About making an indirect flow to be the default one - yes, maybe you’re right, but I’m not sure yet. What I didn’t like about 0.2.0
is that this indirection of storage was hidden from the user. I find this very misleading - developers should know what their code is doing and how it works internally, preferably without having to read through the documentation. This is what I always liked about Rust itself - by default it always does things in the most optimal way.
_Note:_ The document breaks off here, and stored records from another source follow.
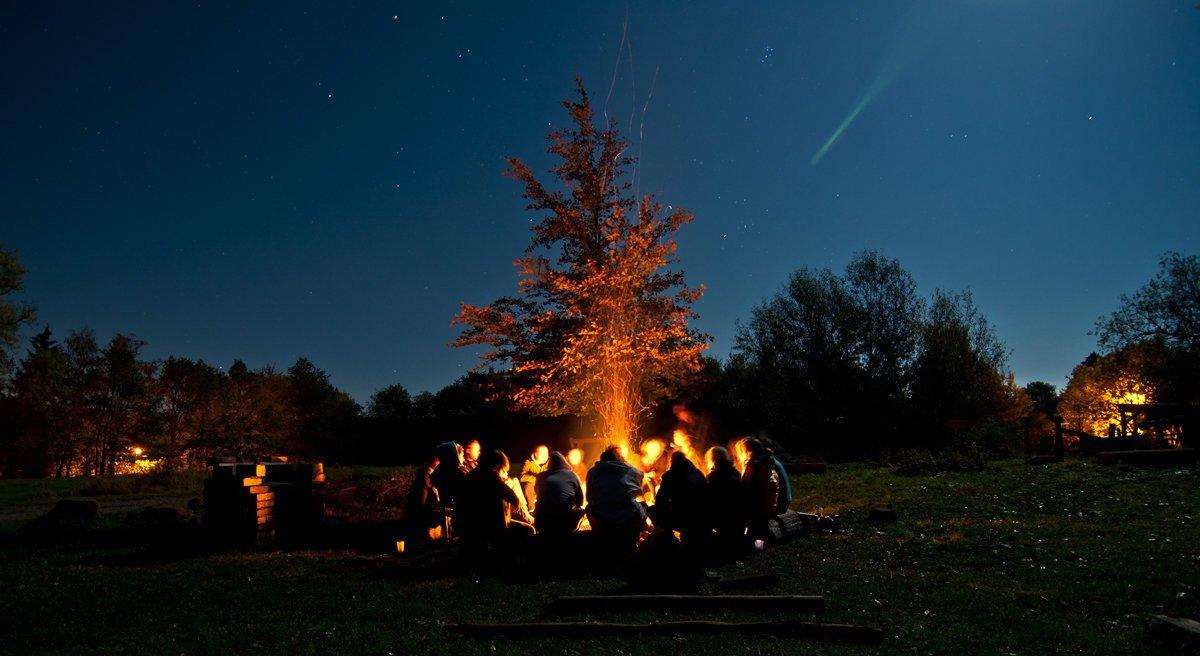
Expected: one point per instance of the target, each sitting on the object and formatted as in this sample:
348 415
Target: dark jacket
423 499
725 505
559 494
613 487
682 497
484 507
761 486
450 473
In rust there is also a notion of indirection. By default, when you allocate some data and if this data is sized, it will be automatically allocated on stack (directly). And only if you explicitly say to allocate this data on heap (to switch to indirect mode) by putting it into a Box
it will do so. My motivation was to replicate this behavior and to make the library more idiomatic this way.
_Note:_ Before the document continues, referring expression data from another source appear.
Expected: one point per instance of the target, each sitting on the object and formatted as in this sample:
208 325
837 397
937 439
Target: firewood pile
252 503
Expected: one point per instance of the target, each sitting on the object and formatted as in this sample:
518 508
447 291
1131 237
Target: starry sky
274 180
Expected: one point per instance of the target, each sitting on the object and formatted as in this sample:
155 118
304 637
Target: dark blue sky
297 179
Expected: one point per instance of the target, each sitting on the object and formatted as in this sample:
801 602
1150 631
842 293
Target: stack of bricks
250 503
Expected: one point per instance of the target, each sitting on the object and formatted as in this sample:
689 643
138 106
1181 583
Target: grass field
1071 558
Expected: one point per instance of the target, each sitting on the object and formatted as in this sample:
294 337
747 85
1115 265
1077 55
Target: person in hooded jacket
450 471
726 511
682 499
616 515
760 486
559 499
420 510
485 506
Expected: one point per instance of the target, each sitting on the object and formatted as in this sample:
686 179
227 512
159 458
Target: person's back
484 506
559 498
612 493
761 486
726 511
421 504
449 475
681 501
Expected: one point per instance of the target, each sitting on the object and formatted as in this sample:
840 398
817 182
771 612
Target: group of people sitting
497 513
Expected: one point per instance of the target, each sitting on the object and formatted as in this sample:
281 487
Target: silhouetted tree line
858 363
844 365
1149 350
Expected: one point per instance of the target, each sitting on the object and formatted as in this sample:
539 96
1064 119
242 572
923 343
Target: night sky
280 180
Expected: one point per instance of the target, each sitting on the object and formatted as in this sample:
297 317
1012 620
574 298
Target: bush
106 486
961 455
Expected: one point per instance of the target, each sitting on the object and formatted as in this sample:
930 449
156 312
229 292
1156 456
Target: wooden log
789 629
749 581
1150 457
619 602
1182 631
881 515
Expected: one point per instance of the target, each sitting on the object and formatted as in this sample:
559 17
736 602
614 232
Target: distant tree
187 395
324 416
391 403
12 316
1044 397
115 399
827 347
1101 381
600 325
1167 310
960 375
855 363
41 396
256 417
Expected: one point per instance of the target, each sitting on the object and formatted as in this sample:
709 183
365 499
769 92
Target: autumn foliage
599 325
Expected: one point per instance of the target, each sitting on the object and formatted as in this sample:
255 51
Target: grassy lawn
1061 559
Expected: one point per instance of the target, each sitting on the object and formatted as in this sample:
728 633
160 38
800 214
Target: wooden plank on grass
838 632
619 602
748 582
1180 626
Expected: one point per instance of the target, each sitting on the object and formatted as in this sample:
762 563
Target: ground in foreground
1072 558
Thank you for the explanations.
Makes perfect sense
@senior.joinu this looks amazing!
I’m keen to move all of the data in OpenStorage (OpenChat’s storage service) into stable memory.
One option is to use the StableStructures built by Dfinity, but that doesn’t work nicely when your values vary in size massively. I’d need to create buckets of increasing size which I want to avoid due to added complexity + memory wasted.
Our keys are all 256bit hashes and our values are vec’s of bytes of varying sizes.
It looks as if your SHashMap fits our use case perfectly.
Would you recommend using this in production yet?
Hey, great to hear that!
Yea, hashmap would work, but if this collection is infinite, a btreemap should be better in long run.
Unfortunately, not yet. It needs a bit more time for stabilization until I could recommend it for production.
I’m guessing you recommend BTreeMap because HashMap has to rehash all of the values every so often as items are inserted? Or is there another reason?